Yacht a lot of fuss

Whoever said that politicians were out of touch with reality? Education minister, Michael Gove, thinks he knows what the British public need to lift their spirits in these harsh economic times – a yacht. Not just any yacht, though. A Royal yacht. This would be a floating palace for the Queen and her family, somewhere for them to relax. All that waving is awfully tiring.

Summer 2012 sees the Queen’s diamond jubilee celebrations, with 60 years on the throne. Anxious that Liz’s big day is not to be outshone by the Olympic Games, Gove wants to present the Queen with “something tangible to commemorate this momentous occasion.” After all, the only thing that could compete with the games would have to be another ridiculous waste of money. Gove is worried about the “transient” nature of the proms, galas and street parties normally held to celebrate such events and wants something with longevity. Gove seems to forget that whilst transient, these events encourage community participation – I can’t see the yacht being made quite so accessible.

Gove estimates the cost of such a useful investment at around £60m, a suggestion that has not gone down well amidst the current cuts. Gove’s own department announced the country’s worst education cuts since the 1950s in October, with spending falling by around 13%, or £300m, over the next few years. The minister has come under huge scrutiny for his suggestions, deemed absurd and offensive in these times of austerity. £60m could finance 2,254 nurses, 2,875 students’ tuition fees at the new higher level, 3 more royal weddings, or of course, one boat inaccessible to the general public.

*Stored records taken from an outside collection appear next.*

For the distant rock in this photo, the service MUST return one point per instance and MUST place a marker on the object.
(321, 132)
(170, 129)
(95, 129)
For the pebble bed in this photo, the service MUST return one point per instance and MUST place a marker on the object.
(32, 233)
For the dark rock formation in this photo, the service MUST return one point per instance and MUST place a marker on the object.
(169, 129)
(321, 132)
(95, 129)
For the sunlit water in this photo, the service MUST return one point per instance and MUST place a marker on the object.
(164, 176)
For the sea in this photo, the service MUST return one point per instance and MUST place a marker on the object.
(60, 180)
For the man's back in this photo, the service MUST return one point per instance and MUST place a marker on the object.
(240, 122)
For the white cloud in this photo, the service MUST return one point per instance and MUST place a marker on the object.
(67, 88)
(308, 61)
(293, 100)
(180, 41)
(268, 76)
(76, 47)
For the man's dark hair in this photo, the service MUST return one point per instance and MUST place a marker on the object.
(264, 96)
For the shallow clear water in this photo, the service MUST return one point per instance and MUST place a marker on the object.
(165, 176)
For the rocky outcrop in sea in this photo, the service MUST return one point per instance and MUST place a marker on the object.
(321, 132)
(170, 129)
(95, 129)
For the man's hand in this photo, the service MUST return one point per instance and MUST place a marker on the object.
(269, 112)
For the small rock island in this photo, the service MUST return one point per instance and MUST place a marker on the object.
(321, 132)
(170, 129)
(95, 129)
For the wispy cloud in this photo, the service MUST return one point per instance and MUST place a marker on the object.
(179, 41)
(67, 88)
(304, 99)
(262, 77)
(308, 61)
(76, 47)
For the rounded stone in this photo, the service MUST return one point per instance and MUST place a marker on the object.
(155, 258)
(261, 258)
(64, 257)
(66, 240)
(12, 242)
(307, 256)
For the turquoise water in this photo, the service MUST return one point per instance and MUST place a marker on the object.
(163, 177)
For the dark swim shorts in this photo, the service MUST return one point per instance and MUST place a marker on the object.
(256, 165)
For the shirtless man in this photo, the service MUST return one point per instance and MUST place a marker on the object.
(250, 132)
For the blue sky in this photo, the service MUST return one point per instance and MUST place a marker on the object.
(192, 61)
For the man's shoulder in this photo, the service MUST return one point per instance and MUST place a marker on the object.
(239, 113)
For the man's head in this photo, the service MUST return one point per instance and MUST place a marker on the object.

Of course, Gove denies having ever suggested this would be funded by public money. Private donors will be sought to finance the building of a boat and hopefully, he suggests, provide every schoolchild in the country with a momentum of the jubilee. Forget the textbooks and teachers, this is what every schoolchild needs.

Even if no tax money is to be spent, could this suggestion have been tasteful in any way? As unemployment rises, spending is cut and families feel the pinch more and more, is now the time for such a lavishly ostentatious gift? As the Conservatives continually assure us, “we’re all in this together.” The public outrage has echoed these sentiments, with many people asking how the idea was not dismissed immediately.

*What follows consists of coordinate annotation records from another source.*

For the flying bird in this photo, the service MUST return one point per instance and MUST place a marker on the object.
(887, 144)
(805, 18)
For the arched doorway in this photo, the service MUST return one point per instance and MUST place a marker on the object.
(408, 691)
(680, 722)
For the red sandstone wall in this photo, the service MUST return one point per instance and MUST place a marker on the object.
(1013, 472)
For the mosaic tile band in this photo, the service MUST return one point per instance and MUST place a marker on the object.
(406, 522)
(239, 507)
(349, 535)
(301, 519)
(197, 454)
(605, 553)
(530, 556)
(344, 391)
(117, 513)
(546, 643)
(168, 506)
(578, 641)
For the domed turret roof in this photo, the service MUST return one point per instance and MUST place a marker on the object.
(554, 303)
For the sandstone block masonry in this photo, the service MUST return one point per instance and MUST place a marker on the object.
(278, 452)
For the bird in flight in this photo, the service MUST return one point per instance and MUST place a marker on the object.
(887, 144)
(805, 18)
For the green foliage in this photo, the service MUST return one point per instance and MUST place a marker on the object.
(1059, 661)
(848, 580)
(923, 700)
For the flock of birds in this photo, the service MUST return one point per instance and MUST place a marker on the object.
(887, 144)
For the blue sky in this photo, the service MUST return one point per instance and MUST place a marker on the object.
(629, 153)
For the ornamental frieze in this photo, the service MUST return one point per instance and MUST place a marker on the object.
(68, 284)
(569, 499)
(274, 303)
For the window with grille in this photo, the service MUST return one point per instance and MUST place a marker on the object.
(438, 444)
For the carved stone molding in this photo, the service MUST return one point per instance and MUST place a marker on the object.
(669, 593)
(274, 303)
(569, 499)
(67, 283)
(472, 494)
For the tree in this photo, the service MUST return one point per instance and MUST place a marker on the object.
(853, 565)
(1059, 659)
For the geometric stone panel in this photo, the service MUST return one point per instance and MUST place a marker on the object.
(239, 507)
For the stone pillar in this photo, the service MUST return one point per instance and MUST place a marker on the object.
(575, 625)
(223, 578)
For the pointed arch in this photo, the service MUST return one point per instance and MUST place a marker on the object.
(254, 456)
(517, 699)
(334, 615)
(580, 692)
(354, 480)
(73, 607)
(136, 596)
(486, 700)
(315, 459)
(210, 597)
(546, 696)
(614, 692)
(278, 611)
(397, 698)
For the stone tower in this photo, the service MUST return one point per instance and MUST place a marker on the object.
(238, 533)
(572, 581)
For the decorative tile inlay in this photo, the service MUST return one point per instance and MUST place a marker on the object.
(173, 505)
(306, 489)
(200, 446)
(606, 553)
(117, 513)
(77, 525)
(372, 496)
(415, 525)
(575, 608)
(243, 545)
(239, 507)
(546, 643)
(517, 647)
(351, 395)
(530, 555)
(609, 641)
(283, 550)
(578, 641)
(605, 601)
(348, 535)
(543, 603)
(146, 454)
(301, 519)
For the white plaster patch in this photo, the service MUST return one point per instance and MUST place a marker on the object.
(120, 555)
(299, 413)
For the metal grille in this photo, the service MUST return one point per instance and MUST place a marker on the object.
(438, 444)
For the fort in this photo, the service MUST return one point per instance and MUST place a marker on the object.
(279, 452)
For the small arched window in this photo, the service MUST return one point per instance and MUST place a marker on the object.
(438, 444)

Since the emergence of Gove’s letters, leaked to the Guardian, the plans have been transformed to build a ‘university of the seas’, with the ship’s upkeep and running costs paid for students invited to study on board. Whether these plans are feasible are up for debate, but PM David Cameron has provisionally backed the concept on the basis that it is privately funded. The ship will still, of course, be used for royal functions.

It is clear that the nation will not stand for tax payers’ money to be frittered away on non-crucial projects, and by the nation’s response to Gove’s plans they are similarly uneasy about privately financed frivolities. The proposal has been judged to show Gove (and the government’s) lack of identity with the masses, ill-timed as the squeeze on incomes continues – the separation between ‘them’ and ‘us’, the ‘haves’ and the ‘have-yachts’.